Lid B. Beschrijving in hoofdlijnen.
Ter verwezenlijking van de in lid A. omschreven doeleinden wordt, met inachtneming van het bepaalde in artikel 8, het volgende beleid gevoerd:
-
1. ten aanzien van de onderlinge afstemming van de verschillende doeleinden gelden de volgende bepalingen:
- de structuur en begroeiing van de groenvoorzieningen is zodanig dat gebieden ontstaan die overzichtelijk zijn en de sociale veiligheid maximaliseren;
- ter plaatse van de aanduiding “speeltuin” op de plankaart zijn horecadoeleinden toegestaan tot een maximum oppervlakte van 50 m2;
- de doeleinden van openbaar nut en infiltratie van regenwater nemen in de bestemming een ondergeschikte plaats in qua situering en omvang.
Lid C. Gebruik van de grond voor bebouwing.
Op de tot groenvoorzieningen bestemde gronden mogen uitsluitend gebouwen en andere bouwwerken worden opgericht die qua aard en afmetingen bij deze bestemming passen.
-
a. voor gebouwen gelden daarbij de volgende bepalingen:
-
1. er slechts gebouwen zijn toegestaan binnen de begrenzing van de matrix;
-
2. op de plankaart in het linkervak van de matrix het maximale bebouwingspercentage binnen de matrixgrenzen is aangegeven;
-
3. op de plankaart in het rechtervak van de matrix de maximale bebouwingshoogte in meters is aangegeven ten behoeve van speelvoorzieningen.
-
b. bVoor andere bouwwerken gelden de volgende bepalingen:
-
1. de hoogte van andere bouwwerken mag maximaal 3,00 m. bedragen met uitzondering van:
- voorzieningen van openbare verlichting die maximaal 8,00 m. hoog mogen zijn;
- antennes en antennemasten die maximaal 12,00 m hoog mogen zijn;
- geluidwerende voorzieningen die maximaal een hoogte mogen hebben die vereist is op grond van een akoestisch onderzoek op basis van de Wet geluidhinder;
- ballenvangers die maximaal 5,00 m hoog mogen zijn.

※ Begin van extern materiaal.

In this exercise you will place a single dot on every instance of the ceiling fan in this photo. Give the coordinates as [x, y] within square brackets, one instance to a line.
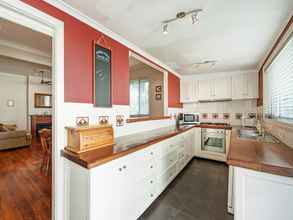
[43, 81]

Lid D. Vrijstellingsbevoegdheid.
Burgemeester en Wethouders zijn bevoegd vrijstelling te verlenen van:
-
a. het bepaalde in lid A. ten behoeve van parkeervoorzieningen indien dat vanuit het oogpunt van goede ruimtelijke ordening noodzakelijk is, geen onevenredige schade wordt toegebracht aan de aangrenzende bestemmingen en geen onevenredige afbreuk wordt gedaan aan het woonmilieu ter plaatse.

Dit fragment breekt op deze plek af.